Die Regelstudienzeit für den Bachelor-Studiengang Sicherheitstechnik beträgt einschließlich des Fachpraktikums und der Abschlussarbeit, der so genannten Bachelor-Thesis, sechs Semester. Das Studium beginnt immer zum Wintersemester.
Profil des Master-Studiengangs Sicherheitstechnik
Der Masterstudiengang Sicherheitstechnik zielt auf eine wissenschaftlich-methodische Vertiefung der Denk- und Arbeitsweise des Bachelor Sicherheitsingenieurs. Durch Ausbau ihres Grundlagenwissens und Verfeinerung ihrer Methodenkompetenzen werden die Studierenden zu eigenständiger wissenschaftlicher Forschung befähigt. Das Studium orientiert sich dabei insbesondere an der Integration wissenschaftlicher Vorgehensweisen aus einer Vielzahl von Fachgebieten zu einer ingenieurswissenschaftlichen Perspektive, die eine Identifikation, Beurteilung und Lösung sicherheitstechnisch relevanter Problemstellungen methodisch fundiert ermöglicht. Neben der theoretisch-wissenschaftlichen Öffnung des Studiengangs bleibt der Praxisbezug durch ein in der Industrie zu absolvierendes Praktikum, durch die Bearbeitung interdisziplinärer Fallstudien in den angewandten Fächern sowie durch individuelle Belegung entsprechender Wahlfächer weiterhin sichergestellt. Im späteren Berufsleben profitieren die Studierenden des Masterstudiengangs Sicherheitstechnik neben der vermittelten Methoden- und Sozialkompetenz speziell von einer Atmosphäre interdisziplinärer Zusammenarbeit, wie sie in den Ingenieurswissenschaften einzigartig ist.

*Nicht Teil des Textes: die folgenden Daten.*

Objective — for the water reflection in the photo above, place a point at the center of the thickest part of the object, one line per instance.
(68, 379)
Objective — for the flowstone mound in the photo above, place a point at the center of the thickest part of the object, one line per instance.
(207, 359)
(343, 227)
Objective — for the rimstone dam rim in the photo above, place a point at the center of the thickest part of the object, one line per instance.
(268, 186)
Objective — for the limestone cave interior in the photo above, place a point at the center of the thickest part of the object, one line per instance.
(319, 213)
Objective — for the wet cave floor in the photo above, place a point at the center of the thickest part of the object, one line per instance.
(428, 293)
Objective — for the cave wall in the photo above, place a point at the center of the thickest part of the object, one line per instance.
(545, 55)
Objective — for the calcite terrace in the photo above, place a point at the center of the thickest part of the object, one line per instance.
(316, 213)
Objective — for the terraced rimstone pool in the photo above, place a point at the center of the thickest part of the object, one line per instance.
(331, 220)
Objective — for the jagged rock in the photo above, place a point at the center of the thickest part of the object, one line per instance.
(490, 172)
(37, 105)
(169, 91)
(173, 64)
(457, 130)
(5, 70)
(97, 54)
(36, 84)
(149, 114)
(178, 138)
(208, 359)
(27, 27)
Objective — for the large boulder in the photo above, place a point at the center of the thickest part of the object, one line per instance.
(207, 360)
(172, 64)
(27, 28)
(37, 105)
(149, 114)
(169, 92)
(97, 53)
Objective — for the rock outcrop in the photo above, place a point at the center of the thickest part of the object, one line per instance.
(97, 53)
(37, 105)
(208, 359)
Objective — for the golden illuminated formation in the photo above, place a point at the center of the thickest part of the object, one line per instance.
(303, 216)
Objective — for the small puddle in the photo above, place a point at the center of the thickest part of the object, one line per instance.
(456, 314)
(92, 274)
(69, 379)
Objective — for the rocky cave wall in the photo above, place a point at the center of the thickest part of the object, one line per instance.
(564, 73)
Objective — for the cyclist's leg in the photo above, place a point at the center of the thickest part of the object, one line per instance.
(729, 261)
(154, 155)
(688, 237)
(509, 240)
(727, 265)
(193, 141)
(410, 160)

Obwohl der Masterstudiengang Sicherheitstechnik in konsekutiver Weise auf dem entsprechenden Bachelor Studiengang der Bergischen Universität Wuppertal aufbaut, bietet er auch ingenieurwissenschaftlichen Absolventen anderer Hochschulen eine interessante und beruflich nachhaltige Perspektive zur Vertiefung ihrer Fachkenntnisse. Die Regelstudienzeit für die Master-Studiengänge beträgt einschließlich des Fachpraktikums und der Abschlussarbeit („Master-Thesis“) vier Semester. Das Studium kann sowohl zum Winter- als auch zum Sommersemester begonnen werden.
Profil des Master-Studiengangs Qualitätsingenieurwesen
Im Rahmen des Studiengangs „Master Qualitätsingenieurwesen“ erhalten die Studierenden eine systematische Vermittlung von Wissen und Methoden aus dem Qualitäts- und Risikomanagement, wobei ein besonderes Augenmerk der Ausprägung von Fach- und Methodenkompetenz bei der anforderungsgerechten Gestaltung von Produktlebenszyklen gilt. Die Studierenden lernen, ihr unter stetiger Berücksichtigung aktueller Forschungsentwicklungen ausgebildetes Wissens- und Kompetenzprofil derart gezielt in die Entwicklung von Produkten und Dienstleistungen einzubringen, dass diese innovativ und nachhaltig am Markt etabliert werden können. Entsprechend seiner fachübergreifenden Kompetenz eröffnet sich dem Qualitätsingenieur eine Vielfalt beruflicher Möglichkeiten. Sein durch Breite und Nachhaltigkeit zugleich ausgezeichnetes Wissen verleiht ihm nicht nur branchenübergreifend in der Unternehmenswelt den Ruf eines generalistischen Problemlösers, mit seiner Fähigkeit zur Mediation stößt er auch in Behörden und öffentlichen Einrichtungen auf eine breite Nachfrage.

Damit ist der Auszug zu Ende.